I have a nested dictionary like this one:
my_dict[user_profile][user_id][level] = [[9999, 'Heavy Purchaser', 340, 'Star_chest', 999, 1000],
[9999, 'Heavy Purchaser', 340, 'Star_chest', 998, 5],
[9999, 'Heavy Purchaser', 340, 'Star_chest', 3, 1],
[9999, 'Heavy Purchaser', 340, 'Star_chest', 4, 1]]
Basically, per each user_profile, user_id I'm collecting the rewards received per level.
The number of lists contained in dict[user_profile][user_id][level]
is variable and not fix.
A reward looks like this : [9999, 'Heavy Purchaser', 340, 'Star_chest', 999, 1000]
I want to create a DF of rewards using the most efficient and fastest solution. In the end this is what I want:
ID user_profile user_id Chest_type item_code amount
9999 'Heavy Purchaser' 340 'Star_chest' 999 1000
9999 'Heavy Purchaser' 340 'Star_chest' 4 1
9999 'Heavy Purchaser' 340 'Star_chest' 3 1
I tried to append each single list using df.loc[df.shape[0]] = list_with_rewards
, but it's taking too much time. Any suggestion ?
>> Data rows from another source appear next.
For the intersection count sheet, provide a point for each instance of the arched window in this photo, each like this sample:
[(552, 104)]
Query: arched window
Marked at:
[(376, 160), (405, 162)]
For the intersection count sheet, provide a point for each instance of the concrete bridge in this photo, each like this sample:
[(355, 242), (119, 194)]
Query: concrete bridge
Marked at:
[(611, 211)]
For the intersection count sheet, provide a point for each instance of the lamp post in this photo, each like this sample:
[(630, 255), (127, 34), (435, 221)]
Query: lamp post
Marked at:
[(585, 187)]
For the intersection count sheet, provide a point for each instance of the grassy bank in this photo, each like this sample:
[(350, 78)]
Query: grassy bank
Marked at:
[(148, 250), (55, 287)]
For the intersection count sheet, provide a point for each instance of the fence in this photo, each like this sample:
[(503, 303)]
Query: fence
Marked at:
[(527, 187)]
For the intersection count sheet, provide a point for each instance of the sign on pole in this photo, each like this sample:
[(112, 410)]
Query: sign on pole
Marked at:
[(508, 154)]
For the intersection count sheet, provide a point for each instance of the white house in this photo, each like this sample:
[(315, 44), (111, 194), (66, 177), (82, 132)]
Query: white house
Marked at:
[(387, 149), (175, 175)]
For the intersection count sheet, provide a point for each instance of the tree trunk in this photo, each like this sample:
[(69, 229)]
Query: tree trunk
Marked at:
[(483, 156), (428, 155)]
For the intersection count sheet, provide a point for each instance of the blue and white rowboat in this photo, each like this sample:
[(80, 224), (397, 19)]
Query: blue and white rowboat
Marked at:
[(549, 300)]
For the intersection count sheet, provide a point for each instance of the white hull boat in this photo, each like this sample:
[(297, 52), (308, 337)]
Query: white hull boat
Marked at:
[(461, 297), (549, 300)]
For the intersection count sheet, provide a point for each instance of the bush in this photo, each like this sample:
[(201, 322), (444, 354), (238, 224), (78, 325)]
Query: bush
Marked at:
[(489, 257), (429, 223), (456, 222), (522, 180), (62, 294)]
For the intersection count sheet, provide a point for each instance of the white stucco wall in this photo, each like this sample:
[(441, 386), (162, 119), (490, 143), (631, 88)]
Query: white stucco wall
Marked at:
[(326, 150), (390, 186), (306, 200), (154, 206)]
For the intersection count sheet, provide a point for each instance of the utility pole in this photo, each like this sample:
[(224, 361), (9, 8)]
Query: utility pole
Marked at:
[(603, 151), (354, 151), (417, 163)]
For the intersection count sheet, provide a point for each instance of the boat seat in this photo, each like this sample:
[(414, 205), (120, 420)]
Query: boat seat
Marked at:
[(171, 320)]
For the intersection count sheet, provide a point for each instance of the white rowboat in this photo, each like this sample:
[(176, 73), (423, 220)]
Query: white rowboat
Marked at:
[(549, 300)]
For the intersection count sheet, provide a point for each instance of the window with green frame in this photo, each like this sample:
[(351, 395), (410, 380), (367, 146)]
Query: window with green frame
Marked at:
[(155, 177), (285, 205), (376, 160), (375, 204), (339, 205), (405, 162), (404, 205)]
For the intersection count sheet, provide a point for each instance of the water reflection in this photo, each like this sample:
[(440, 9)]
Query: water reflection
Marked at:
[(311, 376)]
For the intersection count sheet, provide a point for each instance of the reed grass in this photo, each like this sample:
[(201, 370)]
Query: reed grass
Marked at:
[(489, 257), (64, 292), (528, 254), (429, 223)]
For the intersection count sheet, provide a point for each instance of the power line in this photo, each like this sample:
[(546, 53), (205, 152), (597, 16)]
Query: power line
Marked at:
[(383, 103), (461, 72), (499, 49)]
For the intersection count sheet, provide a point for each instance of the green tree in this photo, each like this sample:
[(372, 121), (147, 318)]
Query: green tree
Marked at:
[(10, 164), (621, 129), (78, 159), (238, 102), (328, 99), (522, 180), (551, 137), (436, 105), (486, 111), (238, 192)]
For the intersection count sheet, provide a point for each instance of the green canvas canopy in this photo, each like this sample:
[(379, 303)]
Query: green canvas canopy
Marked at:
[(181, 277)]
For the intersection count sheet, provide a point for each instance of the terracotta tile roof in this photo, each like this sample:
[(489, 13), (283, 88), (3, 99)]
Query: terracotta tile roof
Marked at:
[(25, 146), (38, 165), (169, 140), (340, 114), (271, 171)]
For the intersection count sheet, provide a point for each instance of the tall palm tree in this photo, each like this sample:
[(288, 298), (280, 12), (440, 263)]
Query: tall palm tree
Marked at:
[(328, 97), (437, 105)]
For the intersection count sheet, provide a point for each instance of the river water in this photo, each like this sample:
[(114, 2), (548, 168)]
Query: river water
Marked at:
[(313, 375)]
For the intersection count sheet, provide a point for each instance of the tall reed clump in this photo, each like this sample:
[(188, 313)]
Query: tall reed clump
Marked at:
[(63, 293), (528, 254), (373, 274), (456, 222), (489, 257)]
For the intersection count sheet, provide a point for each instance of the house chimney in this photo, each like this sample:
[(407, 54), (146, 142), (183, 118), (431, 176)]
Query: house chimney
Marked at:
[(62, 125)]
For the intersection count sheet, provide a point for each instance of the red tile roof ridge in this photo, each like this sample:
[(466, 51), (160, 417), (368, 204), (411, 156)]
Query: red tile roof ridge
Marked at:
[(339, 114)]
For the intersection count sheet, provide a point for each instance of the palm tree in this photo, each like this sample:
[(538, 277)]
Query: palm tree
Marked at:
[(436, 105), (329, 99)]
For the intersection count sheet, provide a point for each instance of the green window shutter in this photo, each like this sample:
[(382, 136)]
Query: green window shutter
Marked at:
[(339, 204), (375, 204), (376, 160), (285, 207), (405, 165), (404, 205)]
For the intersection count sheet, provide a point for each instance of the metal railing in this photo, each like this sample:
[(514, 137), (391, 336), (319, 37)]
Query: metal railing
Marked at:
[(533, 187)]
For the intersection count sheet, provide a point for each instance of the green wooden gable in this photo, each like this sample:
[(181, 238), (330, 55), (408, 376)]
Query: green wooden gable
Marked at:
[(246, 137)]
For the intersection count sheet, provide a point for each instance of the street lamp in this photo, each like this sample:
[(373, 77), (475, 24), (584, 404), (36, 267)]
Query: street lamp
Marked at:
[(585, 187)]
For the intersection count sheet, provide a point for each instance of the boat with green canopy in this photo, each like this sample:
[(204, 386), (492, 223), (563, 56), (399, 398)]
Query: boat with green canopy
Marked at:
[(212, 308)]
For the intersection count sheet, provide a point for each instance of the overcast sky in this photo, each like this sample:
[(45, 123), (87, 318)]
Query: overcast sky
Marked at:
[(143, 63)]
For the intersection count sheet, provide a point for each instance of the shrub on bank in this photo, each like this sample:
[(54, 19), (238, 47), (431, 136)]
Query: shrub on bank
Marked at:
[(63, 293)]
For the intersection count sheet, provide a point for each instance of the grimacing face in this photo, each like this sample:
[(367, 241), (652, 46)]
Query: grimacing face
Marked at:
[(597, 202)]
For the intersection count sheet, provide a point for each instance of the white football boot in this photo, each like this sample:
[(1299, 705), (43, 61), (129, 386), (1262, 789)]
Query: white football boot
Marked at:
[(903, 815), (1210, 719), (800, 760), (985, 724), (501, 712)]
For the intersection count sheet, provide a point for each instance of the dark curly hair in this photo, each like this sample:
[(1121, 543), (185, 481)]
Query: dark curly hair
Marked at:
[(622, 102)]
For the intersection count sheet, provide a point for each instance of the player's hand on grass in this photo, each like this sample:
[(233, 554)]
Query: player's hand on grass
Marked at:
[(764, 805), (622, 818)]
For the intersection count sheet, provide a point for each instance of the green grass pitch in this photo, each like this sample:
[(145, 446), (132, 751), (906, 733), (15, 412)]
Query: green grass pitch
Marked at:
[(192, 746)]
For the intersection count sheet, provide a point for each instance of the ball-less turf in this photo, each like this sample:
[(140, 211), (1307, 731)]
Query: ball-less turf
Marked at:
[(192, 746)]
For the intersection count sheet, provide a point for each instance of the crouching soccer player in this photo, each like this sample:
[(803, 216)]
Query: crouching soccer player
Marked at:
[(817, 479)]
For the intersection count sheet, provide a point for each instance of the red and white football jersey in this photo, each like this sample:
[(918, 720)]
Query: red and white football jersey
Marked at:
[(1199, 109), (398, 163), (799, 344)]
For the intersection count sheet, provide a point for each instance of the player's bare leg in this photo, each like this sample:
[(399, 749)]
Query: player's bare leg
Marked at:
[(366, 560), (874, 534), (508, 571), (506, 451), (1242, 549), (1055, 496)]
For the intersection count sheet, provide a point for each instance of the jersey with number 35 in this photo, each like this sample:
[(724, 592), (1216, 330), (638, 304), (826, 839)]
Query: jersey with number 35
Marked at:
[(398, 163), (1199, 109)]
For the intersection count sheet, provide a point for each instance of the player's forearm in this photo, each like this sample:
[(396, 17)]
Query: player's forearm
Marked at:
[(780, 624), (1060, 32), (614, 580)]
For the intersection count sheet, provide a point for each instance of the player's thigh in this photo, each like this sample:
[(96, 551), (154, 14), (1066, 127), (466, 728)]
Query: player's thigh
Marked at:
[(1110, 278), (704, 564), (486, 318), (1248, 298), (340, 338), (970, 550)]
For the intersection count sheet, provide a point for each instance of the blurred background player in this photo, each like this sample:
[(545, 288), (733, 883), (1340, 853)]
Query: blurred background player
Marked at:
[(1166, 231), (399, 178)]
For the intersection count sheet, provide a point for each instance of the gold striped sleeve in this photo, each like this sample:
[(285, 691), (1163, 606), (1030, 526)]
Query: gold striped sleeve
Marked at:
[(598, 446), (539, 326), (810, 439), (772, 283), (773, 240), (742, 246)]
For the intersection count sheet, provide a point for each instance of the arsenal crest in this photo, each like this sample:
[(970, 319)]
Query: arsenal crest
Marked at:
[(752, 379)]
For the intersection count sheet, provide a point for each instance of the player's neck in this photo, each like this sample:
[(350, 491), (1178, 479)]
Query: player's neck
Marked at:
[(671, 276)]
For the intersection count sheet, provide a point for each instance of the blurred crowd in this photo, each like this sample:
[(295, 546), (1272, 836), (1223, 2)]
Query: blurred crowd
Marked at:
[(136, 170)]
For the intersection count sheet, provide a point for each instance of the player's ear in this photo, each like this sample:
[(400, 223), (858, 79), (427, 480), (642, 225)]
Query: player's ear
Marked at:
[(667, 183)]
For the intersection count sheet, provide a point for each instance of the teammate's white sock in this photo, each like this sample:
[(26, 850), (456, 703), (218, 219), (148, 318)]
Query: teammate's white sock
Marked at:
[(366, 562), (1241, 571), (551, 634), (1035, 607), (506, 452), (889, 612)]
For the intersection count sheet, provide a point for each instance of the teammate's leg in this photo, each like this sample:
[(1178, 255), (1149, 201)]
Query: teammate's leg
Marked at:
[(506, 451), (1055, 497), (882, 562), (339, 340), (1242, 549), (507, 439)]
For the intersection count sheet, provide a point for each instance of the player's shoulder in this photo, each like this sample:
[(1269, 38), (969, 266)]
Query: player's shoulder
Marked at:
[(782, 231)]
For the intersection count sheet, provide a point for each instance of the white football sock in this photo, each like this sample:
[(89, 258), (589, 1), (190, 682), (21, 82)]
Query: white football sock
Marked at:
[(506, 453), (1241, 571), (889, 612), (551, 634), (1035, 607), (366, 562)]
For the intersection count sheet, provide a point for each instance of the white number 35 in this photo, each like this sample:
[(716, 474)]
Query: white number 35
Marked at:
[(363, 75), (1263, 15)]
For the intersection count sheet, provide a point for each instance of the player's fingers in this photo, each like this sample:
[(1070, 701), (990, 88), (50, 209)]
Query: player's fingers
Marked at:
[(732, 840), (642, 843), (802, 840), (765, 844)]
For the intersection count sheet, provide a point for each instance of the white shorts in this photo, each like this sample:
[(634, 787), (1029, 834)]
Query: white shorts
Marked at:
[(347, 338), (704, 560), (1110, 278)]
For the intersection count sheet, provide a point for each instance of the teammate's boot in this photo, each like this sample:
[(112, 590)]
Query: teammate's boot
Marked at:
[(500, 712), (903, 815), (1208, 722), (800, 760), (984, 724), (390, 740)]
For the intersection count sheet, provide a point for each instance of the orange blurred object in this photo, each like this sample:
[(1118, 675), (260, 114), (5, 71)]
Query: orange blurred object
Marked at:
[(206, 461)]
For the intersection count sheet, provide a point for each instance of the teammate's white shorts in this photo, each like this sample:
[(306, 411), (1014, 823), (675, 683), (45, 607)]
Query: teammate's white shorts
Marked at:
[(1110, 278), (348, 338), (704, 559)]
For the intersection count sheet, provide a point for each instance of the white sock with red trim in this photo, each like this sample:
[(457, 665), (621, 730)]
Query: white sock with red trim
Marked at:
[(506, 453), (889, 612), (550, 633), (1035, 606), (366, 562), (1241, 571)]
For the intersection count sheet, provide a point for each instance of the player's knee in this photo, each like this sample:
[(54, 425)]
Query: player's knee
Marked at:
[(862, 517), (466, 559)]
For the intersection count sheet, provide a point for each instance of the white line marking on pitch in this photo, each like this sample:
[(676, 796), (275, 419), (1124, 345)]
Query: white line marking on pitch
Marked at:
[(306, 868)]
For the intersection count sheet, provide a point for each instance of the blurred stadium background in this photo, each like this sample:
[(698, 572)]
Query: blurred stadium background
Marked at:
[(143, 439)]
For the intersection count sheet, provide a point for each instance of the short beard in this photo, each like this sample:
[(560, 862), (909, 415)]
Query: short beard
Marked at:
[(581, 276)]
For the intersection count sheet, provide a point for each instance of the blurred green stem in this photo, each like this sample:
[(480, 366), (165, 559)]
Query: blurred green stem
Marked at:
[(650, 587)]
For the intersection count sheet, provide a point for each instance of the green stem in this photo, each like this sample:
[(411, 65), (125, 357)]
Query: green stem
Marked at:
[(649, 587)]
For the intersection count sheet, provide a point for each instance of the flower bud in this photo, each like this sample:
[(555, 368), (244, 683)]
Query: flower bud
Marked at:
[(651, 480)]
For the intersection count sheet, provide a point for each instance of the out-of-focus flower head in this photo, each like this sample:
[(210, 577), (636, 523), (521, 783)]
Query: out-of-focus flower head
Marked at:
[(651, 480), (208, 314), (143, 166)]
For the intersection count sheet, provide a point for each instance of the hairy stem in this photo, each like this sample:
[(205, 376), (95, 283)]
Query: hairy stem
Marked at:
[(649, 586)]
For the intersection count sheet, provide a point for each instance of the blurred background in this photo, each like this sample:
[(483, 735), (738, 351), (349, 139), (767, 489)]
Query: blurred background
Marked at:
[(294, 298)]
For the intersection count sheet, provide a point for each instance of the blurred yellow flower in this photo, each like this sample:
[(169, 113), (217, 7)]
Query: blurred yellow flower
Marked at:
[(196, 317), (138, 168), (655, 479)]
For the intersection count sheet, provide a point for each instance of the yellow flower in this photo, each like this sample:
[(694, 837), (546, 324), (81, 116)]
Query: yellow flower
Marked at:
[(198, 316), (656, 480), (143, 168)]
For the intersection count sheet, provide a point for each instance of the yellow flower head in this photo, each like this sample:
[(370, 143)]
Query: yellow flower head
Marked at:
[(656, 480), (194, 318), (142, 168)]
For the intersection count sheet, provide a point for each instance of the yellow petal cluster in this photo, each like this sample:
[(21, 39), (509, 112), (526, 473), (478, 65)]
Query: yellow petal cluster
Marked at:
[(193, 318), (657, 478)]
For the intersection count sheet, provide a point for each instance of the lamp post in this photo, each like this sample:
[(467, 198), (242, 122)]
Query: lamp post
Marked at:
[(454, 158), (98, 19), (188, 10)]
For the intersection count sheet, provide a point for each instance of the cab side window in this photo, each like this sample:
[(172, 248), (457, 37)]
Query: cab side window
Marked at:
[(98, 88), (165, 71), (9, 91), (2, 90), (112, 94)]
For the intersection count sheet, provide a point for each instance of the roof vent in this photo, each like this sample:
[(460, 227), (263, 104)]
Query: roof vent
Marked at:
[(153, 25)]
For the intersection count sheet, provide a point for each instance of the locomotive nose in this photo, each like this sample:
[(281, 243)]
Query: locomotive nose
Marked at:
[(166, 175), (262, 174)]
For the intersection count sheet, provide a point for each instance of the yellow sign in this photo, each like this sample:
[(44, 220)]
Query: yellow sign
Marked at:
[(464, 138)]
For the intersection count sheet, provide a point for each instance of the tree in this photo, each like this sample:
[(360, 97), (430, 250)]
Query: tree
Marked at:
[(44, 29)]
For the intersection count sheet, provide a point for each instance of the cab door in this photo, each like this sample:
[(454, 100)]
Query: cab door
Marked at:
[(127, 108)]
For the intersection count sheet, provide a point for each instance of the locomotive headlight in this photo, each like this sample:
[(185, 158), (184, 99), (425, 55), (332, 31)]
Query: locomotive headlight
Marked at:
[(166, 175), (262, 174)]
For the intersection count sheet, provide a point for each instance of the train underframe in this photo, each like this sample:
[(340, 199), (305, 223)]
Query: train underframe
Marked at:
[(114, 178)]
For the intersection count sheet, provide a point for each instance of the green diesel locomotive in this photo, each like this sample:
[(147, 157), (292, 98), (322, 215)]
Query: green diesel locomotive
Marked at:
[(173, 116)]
CodePudding user response:
The data that you are starting with is not a nested dictionary, it is just a nested list. You may want to consider transitioning to a nested dictionary that would seem to make more sense for the type of data you are gathering... But that is another question. :)
In pandas
, generally the last thing you want to do is add to a data frame row by row, or anything row by row in general. If you look through the dox for data frame, there are several ways to create from data, based on data structure or file type and data orientation. Your data is a "list of lists" where each list can be interpreted as a "record" or one row in a datframe or database. So, you can just use the from_records()
construct. Behold:
In [7]: import pandas as pd
In [8]: data = [[9999, 'Heavy Purchaser', 340, 'Star_chest', 999, 1000],
...: [9999, 'Heavy Purchaser', 340, 'Star_chest', 998, 5],
...: [9999, 'Heavy Purchaser', 340, 'Star_chest', 3, 1],
...: [9999, 'Heavy Purchaser', 340, 'Star_chest', 4, 1]]
In [9]: type(data)
Out[9]: list
In [10]: pd.DataFrame.from_records(data, columns=['ID', 'user', 'user_id', 'chest', 'count', 'amount'])
Out[10]:
ID user user_id chest count amount
0 9999 Heavy Purchaser 340 Star_chest 999 1000
1 9999 Heavy Purchaser 340 Star_chest 998 5
2 9999 Heavy Purchaser 340 Star_chest 3 1
3 9999 Heavy Purchaser 340 Star_chest 4 1